According to the Pennsylvania Department of Health, 2,180 cases of the flu have been reported so far. Infections are now considered “widespread” in the state, based on the level of influenza activity across the state. More than 1,000 new cases were reported the week of Dec. 28, nearly double that of the week before.
The health department follows numbers on the flu season from October through May each year. While the majority of cases are usually reported in the first few months of the season, the department doesn’t foresee any relief in the near future.
“Flu activity has been picking up in the state, but we still have not peaked, which means we still have plenty of activity ahead of us,” Secretary of Health Michael Wolf said in a release last week.
So far, Montgomery County has reported 72 cases in all, surpassing Philadelphia’s 63 cases and Delaware County’s 65 reports. Nearby Bucks County has significantly less with 21 cases, under the average for the state but still well ahead of many other counties with less than 10 cases each.
The largest concentrations of cases exist in western Pennsylvania, with Allegheny County and Butler County reporting 159 and 189 cases, respectively.
These numbers, however, still represent only a fraction of flu cases, as they don’t include people who are sick but don’t get tested for influenza.
A flu shot is still the best way to prevent infection, even this far into flu season. “At this time, flu-related illness in Pennsylvania is well-matched to this year’s vaccine,” said Aimee Tysarczyk, press secretary for the health department, in an email..
Vaccination is especially important for at-risk demographics including young children, pregnant women and senior citizens.
According to Tysarczyk, the best time to get vaccinated is now, before the season gets even worse: “We often don’t peak until late January or early February. Because the vaccine takes about 10 days to two weeks to become fully effective, it’s critical to get one soon ahead of the peak.”

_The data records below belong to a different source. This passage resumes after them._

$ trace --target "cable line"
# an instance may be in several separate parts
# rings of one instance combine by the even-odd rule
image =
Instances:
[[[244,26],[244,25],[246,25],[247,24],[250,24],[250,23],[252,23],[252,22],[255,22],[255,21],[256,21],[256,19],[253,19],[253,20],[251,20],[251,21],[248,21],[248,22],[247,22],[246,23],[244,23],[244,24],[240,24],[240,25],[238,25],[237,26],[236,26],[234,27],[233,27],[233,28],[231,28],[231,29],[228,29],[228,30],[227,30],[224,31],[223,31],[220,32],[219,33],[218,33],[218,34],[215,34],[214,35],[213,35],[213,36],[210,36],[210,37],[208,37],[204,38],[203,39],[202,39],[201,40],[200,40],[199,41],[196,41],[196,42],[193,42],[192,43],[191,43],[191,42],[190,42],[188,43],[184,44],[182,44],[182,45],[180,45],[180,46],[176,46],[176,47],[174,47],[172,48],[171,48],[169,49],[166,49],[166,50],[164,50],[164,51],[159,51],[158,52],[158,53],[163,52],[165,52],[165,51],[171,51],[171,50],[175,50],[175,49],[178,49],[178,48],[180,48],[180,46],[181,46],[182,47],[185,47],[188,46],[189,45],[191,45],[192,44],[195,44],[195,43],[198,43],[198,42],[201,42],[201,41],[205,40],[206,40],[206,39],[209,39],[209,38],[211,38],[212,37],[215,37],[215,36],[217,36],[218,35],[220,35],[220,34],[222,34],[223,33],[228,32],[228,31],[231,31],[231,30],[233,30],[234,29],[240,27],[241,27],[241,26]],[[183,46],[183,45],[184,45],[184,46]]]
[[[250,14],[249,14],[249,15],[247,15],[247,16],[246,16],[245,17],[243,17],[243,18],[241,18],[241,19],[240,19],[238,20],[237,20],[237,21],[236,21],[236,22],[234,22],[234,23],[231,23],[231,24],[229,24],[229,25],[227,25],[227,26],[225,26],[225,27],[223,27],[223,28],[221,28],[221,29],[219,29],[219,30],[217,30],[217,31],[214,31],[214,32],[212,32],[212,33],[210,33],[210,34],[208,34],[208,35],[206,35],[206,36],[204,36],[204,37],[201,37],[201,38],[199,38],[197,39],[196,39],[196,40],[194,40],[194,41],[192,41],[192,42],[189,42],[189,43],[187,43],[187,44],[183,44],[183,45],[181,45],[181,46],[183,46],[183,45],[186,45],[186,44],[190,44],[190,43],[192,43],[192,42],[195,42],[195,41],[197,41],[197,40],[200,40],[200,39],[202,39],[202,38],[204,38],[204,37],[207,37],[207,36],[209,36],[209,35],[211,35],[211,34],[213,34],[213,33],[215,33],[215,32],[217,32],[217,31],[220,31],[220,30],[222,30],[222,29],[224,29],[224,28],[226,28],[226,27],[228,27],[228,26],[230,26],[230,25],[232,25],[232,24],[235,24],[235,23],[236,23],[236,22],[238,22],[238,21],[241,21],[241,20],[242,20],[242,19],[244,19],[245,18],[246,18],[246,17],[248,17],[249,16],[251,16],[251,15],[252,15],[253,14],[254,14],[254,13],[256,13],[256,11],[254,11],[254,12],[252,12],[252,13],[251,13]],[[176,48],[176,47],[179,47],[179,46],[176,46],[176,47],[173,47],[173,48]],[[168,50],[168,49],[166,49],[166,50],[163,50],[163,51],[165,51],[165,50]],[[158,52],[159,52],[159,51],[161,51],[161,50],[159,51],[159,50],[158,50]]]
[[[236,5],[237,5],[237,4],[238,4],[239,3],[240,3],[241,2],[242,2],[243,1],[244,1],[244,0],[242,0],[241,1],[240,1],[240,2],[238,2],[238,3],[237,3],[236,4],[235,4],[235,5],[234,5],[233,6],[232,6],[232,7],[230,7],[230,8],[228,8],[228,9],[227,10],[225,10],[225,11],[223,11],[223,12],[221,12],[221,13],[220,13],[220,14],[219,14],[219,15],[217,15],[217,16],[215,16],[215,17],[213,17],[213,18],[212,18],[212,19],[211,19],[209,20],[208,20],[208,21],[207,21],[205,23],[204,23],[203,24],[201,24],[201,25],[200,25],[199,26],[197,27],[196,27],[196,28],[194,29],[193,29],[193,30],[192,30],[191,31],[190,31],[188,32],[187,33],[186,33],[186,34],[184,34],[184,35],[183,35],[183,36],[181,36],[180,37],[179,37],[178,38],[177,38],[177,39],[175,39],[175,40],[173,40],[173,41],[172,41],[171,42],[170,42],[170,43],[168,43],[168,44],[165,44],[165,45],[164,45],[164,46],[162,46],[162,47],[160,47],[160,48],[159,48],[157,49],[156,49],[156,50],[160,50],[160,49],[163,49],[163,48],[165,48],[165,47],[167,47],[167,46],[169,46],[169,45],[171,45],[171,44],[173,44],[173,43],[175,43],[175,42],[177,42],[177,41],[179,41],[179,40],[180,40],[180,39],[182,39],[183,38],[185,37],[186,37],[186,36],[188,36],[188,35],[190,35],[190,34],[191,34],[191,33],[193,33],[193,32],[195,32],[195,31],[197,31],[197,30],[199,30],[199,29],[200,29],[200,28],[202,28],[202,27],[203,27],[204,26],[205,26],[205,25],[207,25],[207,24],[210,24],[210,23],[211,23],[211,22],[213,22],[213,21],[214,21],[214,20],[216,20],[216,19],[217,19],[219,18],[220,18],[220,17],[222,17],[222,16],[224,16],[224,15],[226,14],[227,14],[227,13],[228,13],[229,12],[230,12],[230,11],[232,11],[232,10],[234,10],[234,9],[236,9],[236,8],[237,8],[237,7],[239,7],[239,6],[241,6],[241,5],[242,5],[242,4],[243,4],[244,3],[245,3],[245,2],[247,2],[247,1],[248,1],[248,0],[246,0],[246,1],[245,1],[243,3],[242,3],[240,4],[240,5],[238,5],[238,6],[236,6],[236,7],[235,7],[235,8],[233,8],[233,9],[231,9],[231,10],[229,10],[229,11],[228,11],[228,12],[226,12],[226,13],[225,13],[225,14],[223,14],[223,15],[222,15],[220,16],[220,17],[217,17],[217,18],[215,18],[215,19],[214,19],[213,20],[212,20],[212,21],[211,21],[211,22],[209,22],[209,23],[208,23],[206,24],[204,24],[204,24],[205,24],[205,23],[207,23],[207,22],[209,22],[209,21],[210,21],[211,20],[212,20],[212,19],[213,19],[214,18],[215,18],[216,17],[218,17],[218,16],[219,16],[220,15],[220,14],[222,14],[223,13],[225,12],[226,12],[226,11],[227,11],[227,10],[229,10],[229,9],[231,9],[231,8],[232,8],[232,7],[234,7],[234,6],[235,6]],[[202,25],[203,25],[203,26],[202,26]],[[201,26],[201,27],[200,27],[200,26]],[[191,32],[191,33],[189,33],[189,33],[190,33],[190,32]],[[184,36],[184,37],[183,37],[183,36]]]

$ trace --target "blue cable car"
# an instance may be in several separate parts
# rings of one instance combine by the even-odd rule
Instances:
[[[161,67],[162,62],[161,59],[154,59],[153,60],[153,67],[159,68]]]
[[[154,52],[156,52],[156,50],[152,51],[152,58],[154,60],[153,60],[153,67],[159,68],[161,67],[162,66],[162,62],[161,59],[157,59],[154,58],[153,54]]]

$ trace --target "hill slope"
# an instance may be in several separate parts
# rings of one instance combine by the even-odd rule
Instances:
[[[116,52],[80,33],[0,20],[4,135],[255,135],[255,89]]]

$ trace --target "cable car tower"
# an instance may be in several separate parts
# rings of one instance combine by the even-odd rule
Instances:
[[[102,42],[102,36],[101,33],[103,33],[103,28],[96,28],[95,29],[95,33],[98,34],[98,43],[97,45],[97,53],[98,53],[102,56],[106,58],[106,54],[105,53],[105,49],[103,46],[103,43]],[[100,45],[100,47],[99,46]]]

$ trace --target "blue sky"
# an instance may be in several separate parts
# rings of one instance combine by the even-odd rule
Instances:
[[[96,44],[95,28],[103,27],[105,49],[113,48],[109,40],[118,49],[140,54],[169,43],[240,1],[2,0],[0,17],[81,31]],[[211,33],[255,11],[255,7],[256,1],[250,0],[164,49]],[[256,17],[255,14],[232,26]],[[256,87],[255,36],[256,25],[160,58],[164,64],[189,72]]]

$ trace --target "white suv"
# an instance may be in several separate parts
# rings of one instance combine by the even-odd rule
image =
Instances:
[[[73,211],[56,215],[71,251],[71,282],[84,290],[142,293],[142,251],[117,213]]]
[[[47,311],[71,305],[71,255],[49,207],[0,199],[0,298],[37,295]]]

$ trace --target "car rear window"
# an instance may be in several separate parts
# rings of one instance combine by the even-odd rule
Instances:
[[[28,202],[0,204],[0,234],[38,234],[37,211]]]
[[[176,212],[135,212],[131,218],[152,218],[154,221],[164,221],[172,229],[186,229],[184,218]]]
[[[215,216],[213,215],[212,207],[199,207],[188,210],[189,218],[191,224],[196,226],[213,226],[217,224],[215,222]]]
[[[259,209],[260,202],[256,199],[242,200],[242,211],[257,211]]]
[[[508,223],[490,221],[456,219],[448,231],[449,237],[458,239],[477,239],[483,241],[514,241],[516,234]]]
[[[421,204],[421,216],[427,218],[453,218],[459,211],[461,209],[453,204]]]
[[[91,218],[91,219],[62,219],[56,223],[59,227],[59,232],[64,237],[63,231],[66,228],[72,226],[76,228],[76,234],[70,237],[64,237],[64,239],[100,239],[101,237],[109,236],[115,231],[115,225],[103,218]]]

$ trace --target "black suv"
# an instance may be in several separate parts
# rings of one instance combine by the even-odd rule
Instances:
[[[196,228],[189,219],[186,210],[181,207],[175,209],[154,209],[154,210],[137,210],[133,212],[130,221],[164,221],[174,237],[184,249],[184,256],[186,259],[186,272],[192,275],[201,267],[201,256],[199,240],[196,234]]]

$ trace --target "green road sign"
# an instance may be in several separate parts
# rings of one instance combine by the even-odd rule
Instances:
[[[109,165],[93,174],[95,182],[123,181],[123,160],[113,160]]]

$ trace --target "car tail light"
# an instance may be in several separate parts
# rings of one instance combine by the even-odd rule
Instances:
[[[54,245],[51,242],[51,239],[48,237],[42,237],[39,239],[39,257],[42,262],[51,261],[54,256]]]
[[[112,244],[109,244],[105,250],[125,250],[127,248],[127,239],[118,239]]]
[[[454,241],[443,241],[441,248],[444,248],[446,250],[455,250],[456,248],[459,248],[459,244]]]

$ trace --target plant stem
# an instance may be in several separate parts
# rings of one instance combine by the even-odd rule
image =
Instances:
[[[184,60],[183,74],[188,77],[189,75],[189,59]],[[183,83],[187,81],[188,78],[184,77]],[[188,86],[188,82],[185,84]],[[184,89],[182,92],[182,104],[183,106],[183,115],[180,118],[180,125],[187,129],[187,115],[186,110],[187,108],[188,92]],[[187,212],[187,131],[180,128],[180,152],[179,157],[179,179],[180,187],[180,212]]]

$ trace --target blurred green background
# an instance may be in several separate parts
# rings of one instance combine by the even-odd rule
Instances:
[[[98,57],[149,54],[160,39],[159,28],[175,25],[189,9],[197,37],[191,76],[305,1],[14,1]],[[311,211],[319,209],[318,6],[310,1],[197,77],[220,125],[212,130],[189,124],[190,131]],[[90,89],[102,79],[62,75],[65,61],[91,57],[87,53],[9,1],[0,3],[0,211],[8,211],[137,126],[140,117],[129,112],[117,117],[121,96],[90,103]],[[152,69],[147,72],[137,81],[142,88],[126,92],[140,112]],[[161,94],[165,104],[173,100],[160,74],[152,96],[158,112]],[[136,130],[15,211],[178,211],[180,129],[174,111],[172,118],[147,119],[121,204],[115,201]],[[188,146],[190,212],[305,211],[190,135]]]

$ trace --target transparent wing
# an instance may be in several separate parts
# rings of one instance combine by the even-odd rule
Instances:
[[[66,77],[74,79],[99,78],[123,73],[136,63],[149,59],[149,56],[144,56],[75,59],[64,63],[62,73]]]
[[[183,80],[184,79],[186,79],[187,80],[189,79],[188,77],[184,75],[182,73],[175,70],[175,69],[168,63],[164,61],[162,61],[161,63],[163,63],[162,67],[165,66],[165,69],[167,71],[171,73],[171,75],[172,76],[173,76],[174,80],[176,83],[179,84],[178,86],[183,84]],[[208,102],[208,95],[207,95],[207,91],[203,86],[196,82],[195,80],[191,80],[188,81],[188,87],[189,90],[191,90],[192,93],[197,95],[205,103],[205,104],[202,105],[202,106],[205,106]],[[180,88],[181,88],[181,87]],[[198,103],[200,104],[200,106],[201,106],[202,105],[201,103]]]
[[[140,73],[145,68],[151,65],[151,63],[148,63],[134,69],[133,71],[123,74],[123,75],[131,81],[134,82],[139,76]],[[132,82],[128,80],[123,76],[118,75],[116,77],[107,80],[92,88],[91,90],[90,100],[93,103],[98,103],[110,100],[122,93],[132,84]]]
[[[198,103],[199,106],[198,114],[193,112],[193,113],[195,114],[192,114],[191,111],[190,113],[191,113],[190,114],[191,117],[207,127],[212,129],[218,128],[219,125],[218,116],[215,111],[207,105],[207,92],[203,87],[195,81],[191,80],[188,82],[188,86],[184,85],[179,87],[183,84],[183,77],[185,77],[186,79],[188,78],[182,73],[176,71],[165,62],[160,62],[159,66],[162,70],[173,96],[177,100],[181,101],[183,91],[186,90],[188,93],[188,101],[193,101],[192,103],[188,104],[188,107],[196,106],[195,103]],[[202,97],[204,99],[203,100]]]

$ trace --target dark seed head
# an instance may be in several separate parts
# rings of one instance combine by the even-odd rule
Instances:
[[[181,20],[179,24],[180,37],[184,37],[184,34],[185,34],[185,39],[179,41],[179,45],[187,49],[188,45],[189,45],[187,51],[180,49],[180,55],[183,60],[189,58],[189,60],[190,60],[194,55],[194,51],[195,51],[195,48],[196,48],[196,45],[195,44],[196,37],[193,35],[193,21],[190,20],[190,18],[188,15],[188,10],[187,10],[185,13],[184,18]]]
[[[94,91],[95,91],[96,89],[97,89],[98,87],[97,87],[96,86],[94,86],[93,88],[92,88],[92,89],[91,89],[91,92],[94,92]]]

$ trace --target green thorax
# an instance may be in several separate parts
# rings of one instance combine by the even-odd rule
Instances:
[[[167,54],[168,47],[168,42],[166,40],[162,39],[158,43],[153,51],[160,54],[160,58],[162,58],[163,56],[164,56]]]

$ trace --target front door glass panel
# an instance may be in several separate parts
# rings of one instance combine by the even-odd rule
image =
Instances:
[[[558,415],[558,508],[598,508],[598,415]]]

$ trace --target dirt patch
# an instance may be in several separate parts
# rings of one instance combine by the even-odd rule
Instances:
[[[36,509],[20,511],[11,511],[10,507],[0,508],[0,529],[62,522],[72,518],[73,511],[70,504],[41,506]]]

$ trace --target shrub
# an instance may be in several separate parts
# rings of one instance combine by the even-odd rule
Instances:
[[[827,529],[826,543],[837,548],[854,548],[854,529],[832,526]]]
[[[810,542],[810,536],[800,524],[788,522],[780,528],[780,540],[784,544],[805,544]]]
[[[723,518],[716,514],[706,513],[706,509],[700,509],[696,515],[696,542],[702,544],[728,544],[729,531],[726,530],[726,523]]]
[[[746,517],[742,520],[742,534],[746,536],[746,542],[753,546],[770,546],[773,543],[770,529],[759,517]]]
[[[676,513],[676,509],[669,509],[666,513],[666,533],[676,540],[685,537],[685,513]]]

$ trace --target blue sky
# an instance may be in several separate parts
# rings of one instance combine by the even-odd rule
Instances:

Ways to beat the flu season
The single best way to prevent seasonal flu is to get vaccinated each year, but good health habits like covering your cough and washing your hands often can help stop the spread of germs and prevent respiratory illnesses like the flu. There also are flu antiviral drugs that can be used to treat and prevent the flu.
1. Avoid close contact.
Avoid close contact with people who are sick. When you are sick, keep your distance from others to protect them from getting sick too.
2. Stay home when you are sick.
If possible, stay home from work, school, and errands when you are sick. You will help prevent others from catching your illness.
3. Cover your mouth and nose.
Cover your mouth and nose with a tissue when coughing or sneezing. It may prevent those around you from getting sick.
4. Clean your hands.
Washing your hands often will help protect you from germs. If soap and water are not available, use an alcohol-based hand rub.
5. Avoid touching your eyes, nose or mouth.
Germs are often spread when a person touches something that is contaminated with germs and then touches his or her eyes, nose, or mouth.
6. Practice other good health habits.
Clean and disinfect frequently touched surfaces at home, work or school, especially when someone is ill. Get plenty of sleep, be physically active, manage your stress, drink plenty of fluids, and eat nutritious food.